The Minnesota Wild pulled off one of the biggest trades of the season when they acquired Quinn Hughes last December. But while Hughes gave the Wild some star power and a difference maker to get out of the first round of the playoffs, one that stands out is that Hughes has yet to visit his former team, the Vancouver Canucks.
The good news is that if Hughes was longing for the Pacific Northwest, he won’t have to wait much longer.
The Wild’s schedule was released on Thursday along with Hughes’s return trip to Vancouver on Oct. 25. The game will be part of a brutal stretch for the Wild as they play 10 of their first 14 games and 20 of their first 30 games on the road, but it will have some added weight for Hughes, who will face the team he began his career with.
Quinn Hughes’s return to Vancouver will be polarizing for Canucks fans
The Wild’s last trip to Vancouver came in a 4-2 loss six days before general manager Bill Guerin pulled the trigger on a trade to bring Hughes to Minnesota.
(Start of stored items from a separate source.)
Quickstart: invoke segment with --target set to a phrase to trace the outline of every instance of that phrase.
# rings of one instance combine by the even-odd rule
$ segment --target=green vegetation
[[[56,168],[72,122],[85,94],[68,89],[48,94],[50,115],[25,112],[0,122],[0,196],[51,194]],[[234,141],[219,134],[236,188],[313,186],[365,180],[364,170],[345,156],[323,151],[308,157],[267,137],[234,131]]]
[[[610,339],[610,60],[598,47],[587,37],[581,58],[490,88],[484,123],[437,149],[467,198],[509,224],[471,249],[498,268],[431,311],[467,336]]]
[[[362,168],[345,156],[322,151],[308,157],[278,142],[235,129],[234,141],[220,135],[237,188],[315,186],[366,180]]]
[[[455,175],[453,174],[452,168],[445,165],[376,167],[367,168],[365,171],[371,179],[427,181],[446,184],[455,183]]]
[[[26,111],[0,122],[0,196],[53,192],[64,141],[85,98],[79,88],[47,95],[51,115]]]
The deal, which sent Marco Rossi, Liam Ohgren, Zeev Buium and a 2026 first-round pick (Adam Novotny) to Vancouver, turned out to be a massive victory for the Wild and Hughes has done a lot since then.
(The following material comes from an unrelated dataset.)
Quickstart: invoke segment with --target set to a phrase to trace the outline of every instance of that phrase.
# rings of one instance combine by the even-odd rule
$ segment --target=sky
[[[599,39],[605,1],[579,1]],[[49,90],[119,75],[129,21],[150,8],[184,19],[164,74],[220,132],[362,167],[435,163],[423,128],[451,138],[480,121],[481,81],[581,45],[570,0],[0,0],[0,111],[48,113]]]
Hughes recorded five goals and 53 points in 48 regular season games but turned it on with four goals and 15 points during the Wild’s 11-game playoff run. He also won a gold medal with the United States Olympic team last February, but he still has yet to make his return to Vancouver.
Hughes was the seventh overall pick in the 2018 NHL Entry Draft and made a massive impact during his seven-plus seasons in Vancouver. He ranks first among defenseman in Canucks history with 432 points and sixth with 61 goals but that’s even more impressive considering he ranks 12th with 459 games played.
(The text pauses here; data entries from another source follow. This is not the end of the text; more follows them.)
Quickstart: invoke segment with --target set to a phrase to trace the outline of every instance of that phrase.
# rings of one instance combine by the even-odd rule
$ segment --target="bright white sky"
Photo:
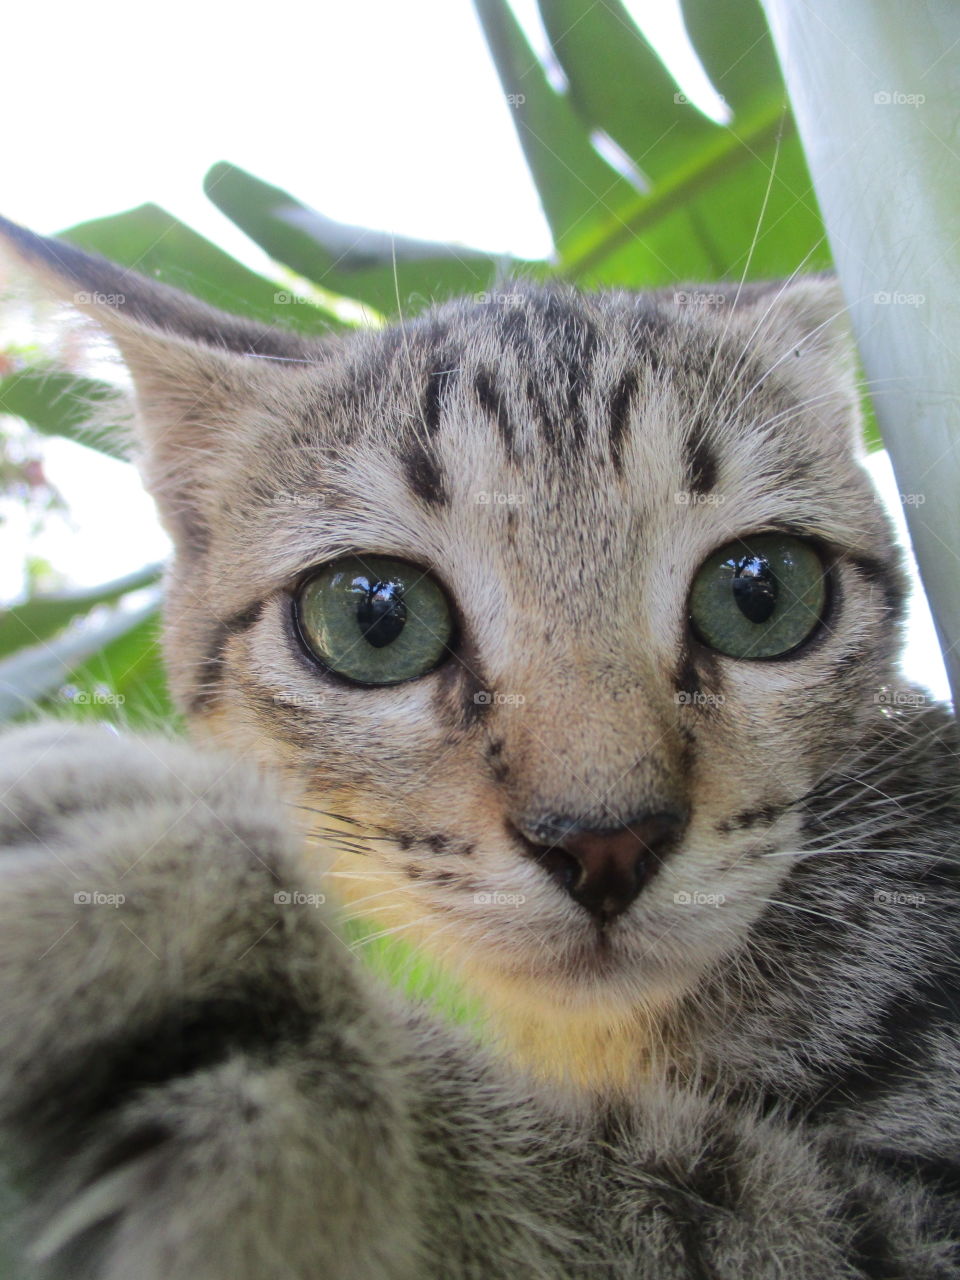
[[[255,22],[168,0],[149,24],[128,0],[8,8],[2,203],[35,230],[151,200],[250,260],[202,190],[230,160],[344,222],[549,252],[470,0],[278,0]],[[676,0],[627,8],[709,103]],[[545,45],[535,0],[514,9]]]
[[[704,109],[723,107],[689,52],[677,0],[626,0]],[[513,0],[535,45],[535,0]],[[8,7],[0,83],[3,212],[38,231],[153,201],[258,270],[266,259],[203,195],[230,160],[330,217],[524,257],[550,237],[470,0],[279,0],[244,11],[169,0]],[[882,462],[878,462],[882,467]],[[165,554],[131,468],[63,441],[45,466],[73,527],[34,545],[72,582],[92,584]],[[892,480],[887,492],[896,494]],[[109,495],[109,497],[107,497]],[[894,514],[902,521],[894,497]],[[15,515],[4,542],[22,549]],[[21,556],[0,559],[0,599]],[[925,604],[907,666],[948,686]]]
That production helped Hughes become a star, making All-Star appearances during the 2019-20 and 2023-24 seasons and winning the Norris Trophy as the league’s top defenseman during the 2023-24 campaign. Named the 15th captain in Canucks history in Sept. 2023, Hughes was a franchise cornerstone until the franchise went into turmoil and the 26-year-old informed the Canucks that he would not sign a contract extension when his deal expires after the 2026-27 season.
That led to his path to Minnesota and it’s unknown what kind of reception Hughes will get when he makes his return. While some Canucks fans blame former general manager Patrik Alvin for failing Hughes, others believe that Hughes failed them, failing to show the leadership that kept Vancouver’s locker room from falling apart and quitting on the team after making the playoffs during the 2023-24 season.
Hughes also triggered the latter crowd with his comments before the Wild hosted Vancouver on April 2.
“Honestly, I don’t even really know a lot of their guys,” Hughes said via Trevor Beggs of Daily Hive. “Obviously, I played with some of the young guys there for three or four months, but a lot of the guys I was there with for the meat of my six years aren’t there.”
In Hughes’s defense, the Canucks traded five players at the trade deadline, which makes it a much different team than the one he was on last December. But whatever the reaction is, it’s sure to be an emotional one and Hughes’s return trip to Vancouver will finally be made during the opening month of the regular season.